Pants is not pants, open source build system is good
Branding can be a dangerous thing; name conventions do not always translate.
There’s a whole list of these from Bimbo bread to the reason that the Vauxhall Nova (no go) doesn’t work in Spanish… and let’s not even attempt to translate what the Spaniards think when they see a Mitsubishi Pajero, yes, the W-word.
When open source build system group decided to chose a name, they needed something to convey durability, ruggedness and rivet bonded strength combined with comfort and versatility.
They could have called the software Blue Jeans, but that’s already gone as it’s used by the virtual meetings platform of the same name. Perhaps they could have just gone for Jeans, but they didn’t…
… they opted for Pants.
Pants works great in American English, obviously. You get a tough job done in tough pants and you might even swing in some of the last minute achievements by the seat of your pants. No problem.
But, as we know, pants isn’t a positive in English, unless you’ve got some really good underpants that you’re really happy about wearing on those ‘special days’ (or perhaps special nights).
Pants to the Brits just means awful, bad, nasty and generally not good at all.
Which of course is weird, because Toolchain, the provider of Pants, the distributed open source software build system has announced a significant upgrade to Pants, which is absolutely not pants at all.
Pants is not pants
Pants is not pants at all, it empowers application development teams with a toolset to ensure fast and consistent software builds.
As part of the release, Toolchain is actively seeking developers to provide feedback to the preview release candidate version of Pants (Ed: I know, we’re still laughing, grow up please everyone) to help further shape the direction and capabilities of the solution.
Toolchain also announced it is now providing enterprise support and services for Pants.
According to the Toolchain team, “Traditional build systems used to orchestrate all of the tools and steps involved in the software build process were designed a generation or more ago… are challenging to scale codebases with, and are primitive and don’t scale and present artificial barriers to meeting the to meet the highnew demands of contemporary software development.
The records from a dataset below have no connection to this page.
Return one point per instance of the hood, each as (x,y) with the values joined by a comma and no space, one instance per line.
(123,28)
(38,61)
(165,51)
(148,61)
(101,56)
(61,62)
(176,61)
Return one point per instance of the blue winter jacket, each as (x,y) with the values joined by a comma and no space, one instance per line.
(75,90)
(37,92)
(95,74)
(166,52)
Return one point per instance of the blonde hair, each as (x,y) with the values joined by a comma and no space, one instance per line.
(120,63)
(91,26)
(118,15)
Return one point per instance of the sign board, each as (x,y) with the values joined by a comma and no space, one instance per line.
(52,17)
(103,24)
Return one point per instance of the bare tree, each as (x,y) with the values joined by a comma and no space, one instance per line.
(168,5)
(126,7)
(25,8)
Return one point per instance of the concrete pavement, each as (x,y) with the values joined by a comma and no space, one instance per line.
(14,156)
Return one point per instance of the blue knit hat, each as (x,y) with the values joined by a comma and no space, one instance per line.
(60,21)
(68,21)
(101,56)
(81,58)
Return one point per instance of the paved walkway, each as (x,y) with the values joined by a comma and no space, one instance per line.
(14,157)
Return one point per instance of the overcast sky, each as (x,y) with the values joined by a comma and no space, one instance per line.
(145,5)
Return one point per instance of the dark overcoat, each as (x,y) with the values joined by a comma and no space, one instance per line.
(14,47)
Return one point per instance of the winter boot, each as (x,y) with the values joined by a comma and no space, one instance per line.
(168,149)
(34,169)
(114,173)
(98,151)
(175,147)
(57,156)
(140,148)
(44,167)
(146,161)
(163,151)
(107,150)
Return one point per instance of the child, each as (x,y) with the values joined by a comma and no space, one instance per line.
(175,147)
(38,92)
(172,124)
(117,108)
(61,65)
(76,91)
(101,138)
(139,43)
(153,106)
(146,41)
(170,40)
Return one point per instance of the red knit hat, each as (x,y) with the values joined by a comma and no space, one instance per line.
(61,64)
Bazel was developed by Google to meet that company’s specific needs and it requires highly-specialised build engineering experts in-house to manage it. In addition, it is hard to maintain, complex to use and is a challenge to customize it to meet the unique requirements of individual development teams.”
Pants facilitates engineering best practices, such as robust testing and adds highly-granular intelligent caching to significantly accelerate test suite execution both locally and in remote environments such as continuous integration (CI).
Development teams can decide whether to have Pants suggest or enforce changes to the code, such as modifying files to ensure they comply with the team’s formatting requirements.
Toolchain’s co-founders Benjy Weinberger and John Sirois developed Pants and the company is the lead sponsor of the Pants open source build system project. Toolchain team of experts provides scalable support and services for development teams ranging from single digits to thousands of enterprise developers.
Weinberger and Sirois explain that the latest release of Pants is a significant update that expands its capabilities and the programming languages that it supports. Pants was initially focused on helping Python developers, since there were no good build solutions for that language.
Pants is now available as a preview release for Java, Scala, Go, and Docker, significantly expanding the number of development teams that can now incorporate it into their build processes. Additional programming language support will be announced over the next 12 months.
Well, it worked for Git
Does Weinberger think Pants is a problematic term? Not a bit of it, “As a core maintainer of Pants and a Brit, I can only say ‘if it worked for Git…’, he Tweeted… and you know what, he has a good point.